BLANTYRE-(MaraviPost)—As the Karonga Central Constituency is increasingly becoming a boiling pot of emotions ahead of the by-elections, UTM candidate Frank Mwenifumbo has bemoaned lack of support from his party while his counterpart Leonard Mwalwanda is enjoying plenty support from the ruling Malawi Congress Party (MCP) and Citizens For Transformation (CFT), a political movement that was founded by Minister of Civic Education and National Unity Timothy Mtambo.

Mwenefumbo, whose bid for the seat has enjoyed support from the Minister of Tourism who is also Vice President of UTM, has claimed that he is doing the campaign on his own without any support from his party.

Other UTM officials who visited Karonga Central to drum support for Mwenefumbo include. Patricia Kaliati, who is the Minister of Gender and former First Lady, Callister Mutharika, a high ranking official in the UTM.
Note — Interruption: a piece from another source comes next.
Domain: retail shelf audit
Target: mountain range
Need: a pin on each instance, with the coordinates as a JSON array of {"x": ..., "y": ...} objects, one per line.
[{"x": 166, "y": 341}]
Mwenefumbo has made the allegations while admiring his counterpart, Leonard Mwalwanda, who is receiving effective support from MCP and CFT officials.

“That’s what it costs when you compete with an opponent financed and backed by tax payers. At least it should bother every Malawian to ask the question why on earth expensive cars are rolling all the way from Capital Hill to campain for particular candidate using public funds/tax payers money.

“I am using my private resources and I am not answerable to anyone,” ranted Mwenifumbo on social media.

Mwenefumbo’s outcries have emerged following MEC’s released voter registration statistics in the Constituency whereby his base, Mwenilondo, has emerged with 1, 948 registered voters against Mwalwanda’s base, Mlale, which has recorded 8,307. The third polling centre, Lupembe, has recorded 5,927 registered voters and is considered a no man’s zone where support sways from side to side over the years.

The seat fell vacant following the death of Cornelius Mwalwanda of Malawi Congress Party.

During the 2014 Tripartite Elections, Mwenilondo area in Karonga Central Constituency was nicknamed Benghazi following frequent clashes between supporters of Frank Tumpale Mwenifumbo and late Cornelius Mwalwanda.

Libya’s second populous city of Benghazi became infamous across the world for the killing of US Ambassador to Libya Christopher Stevens on September 11, 2012 in a terrorist attack.